Monday, Apr. 06, 1942

Tough Sponge

The sea that the Italians have sometimes called "ours" was anybody's lake last week. But 60 miles south of Sicily, 225 miles north of Tripoli, the spongy little island of Malta was definitely Britain's. Malta is the most heavily and frequently bombed stronghold of World War II--and therefore in the history of the world--and from the impatient Axis last week it got its heaviest raids of the war.

Not only does Malta straddle the Axis supply route to Libya; it also threatens the left flank of any Axis drive along the African coast toward Egypt. Submarines glide in & out of the harbor at Valletta. The dockyard repairs surface ships up to cruiser size. Bombers and fighters come out of hiding in hangars dug deep in the limestone and take off from rocky fields in the hills. The British believe that Malta's concentration of anti-aircraft guns is the heaviest in the world, not even excepting Moscow's.

The island might be strangled by blockade, if the Axis could stop the convoys, but the convoys are still getting through. Recently the Germans sent the Luftwaffe's Field Marshal Albert Kesselring--who blueprinted the razings of Coventry and Warsaw--to Sicily, already bristling with German airpower. Kesselring had a blueprint ready for Malta, too; he cocked his fist and let fly across the short gap of blue water.

Wave after wave of Stukas and Junkers-88s came over, hour after hour, day after day. They had fighter protection, but they were careless of losses. Malta's fighters, Hurricanes and Spitfires, tore into the attackers. The anti-aircraft batteries opened up full blast. The guns of navy ships in the harbor joined in. "The thunderous noise," said a London report, "was indescribable."

Stukas, Junkers-88s and Messerschmitts flumped into the sea like dead ducks, but the defenders were too busy and too outnumbered to follow cripples. In four days they counted 22 German planes certainly destroyed, estimated that some 50 in all had never got back to Sicily. Berlin claimed hits on docks and harbor equipment, fuel dumps, one cruiser. London admitted casualties and "some damage."

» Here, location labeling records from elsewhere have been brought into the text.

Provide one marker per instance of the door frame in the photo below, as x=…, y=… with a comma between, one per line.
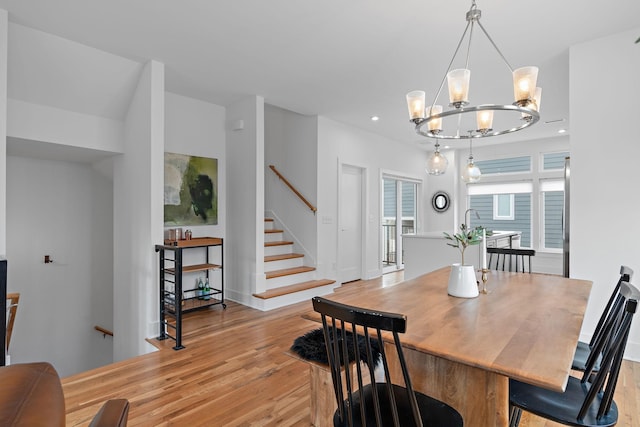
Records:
x=363, y=215
x=398, y=176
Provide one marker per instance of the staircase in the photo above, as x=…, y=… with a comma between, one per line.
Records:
x=288, y=280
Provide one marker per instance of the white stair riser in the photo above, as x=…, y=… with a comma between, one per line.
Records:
x=273, y=237
x=292, y=279
x=278, y=250
x=284, y=300
x=284, y=263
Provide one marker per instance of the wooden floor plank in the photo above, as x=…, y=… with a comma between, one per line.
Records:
x=234, y=372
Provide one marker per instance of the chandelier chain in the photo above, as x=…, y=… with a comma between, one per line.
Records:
x=453, y=58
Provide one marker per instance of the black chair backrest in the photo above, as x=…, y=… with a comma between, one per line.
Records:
x=615, y=332
x=337, y=321
x=507, y=259
x=614, y=305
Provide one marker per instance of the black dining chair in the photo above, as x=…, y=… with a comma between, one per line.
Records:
x=507, y=259
x=613, y=310
x=377, y=403
x=583, y=403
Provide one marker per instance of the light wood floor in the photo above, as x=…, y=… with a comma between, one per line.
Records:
x=234, y=372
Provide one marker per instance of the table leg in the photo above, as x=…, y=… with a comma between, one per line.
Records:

After 1,600-odd air attacks, the 269,000 people of Malta are hardened to raids, and so are their goats and donkeys. Between attacks, movies and markets are crowded; when convoys are in, as one was last week, boys in the street sell chocolate and jelly. When the bombers come, the people take to the caves and catacombs used by the Knights of St. John long ago; these shelters have been enlarged so that every civilian in Malta can go underground. The soft limestone and coral rock is easy to excavate, but when exposed to air it hardens like concrete. Geologically, Malta is a sponge. Militarily, it is a rock.

For nearly three centuries Malta was ruled by the Knights of St. John, called the Knights of Malta after they were chased from Rhodes by the Turks and were handed Malta by the Holy Roman Emperor in 1530. Originally Phoenicians, the Maltese have seen Carthaginians, Romans, Byzantines, Arabs, Normans, Aragonese, Italians and French come & go; they have not seen the British, who got Malta after Napoleon's hash was settled, go yet. Up to World War II, Malta's greatest siege was that of 1565, when Grand Master of the Knights Jean de La Valette, for whom the island's capital city is named, beat off the Turks under Dragut.

Malta's present ruler is pious, beefy, frumpy Lieut. General Sir William George Shedden Dobbie, 63, whose troops call him "Old Dob Dob" and who does not drink, smoke or swear. He regards this war as another crusade against infidels, and he hates the Nazi nihilists for making him fight on Sundays. Any other day of the week he is glad to oblige. In 1918 he observed that, if anyone ever asked him what he did in World War I, he could say that he stopped it, for it was he, as a member of Field Marshal Sir Douglas Haig's staff, who wrote and signed the order for the Armistice. If Malta stands this time, no one will have to ask "Old Dob Dob" what he did in World War II.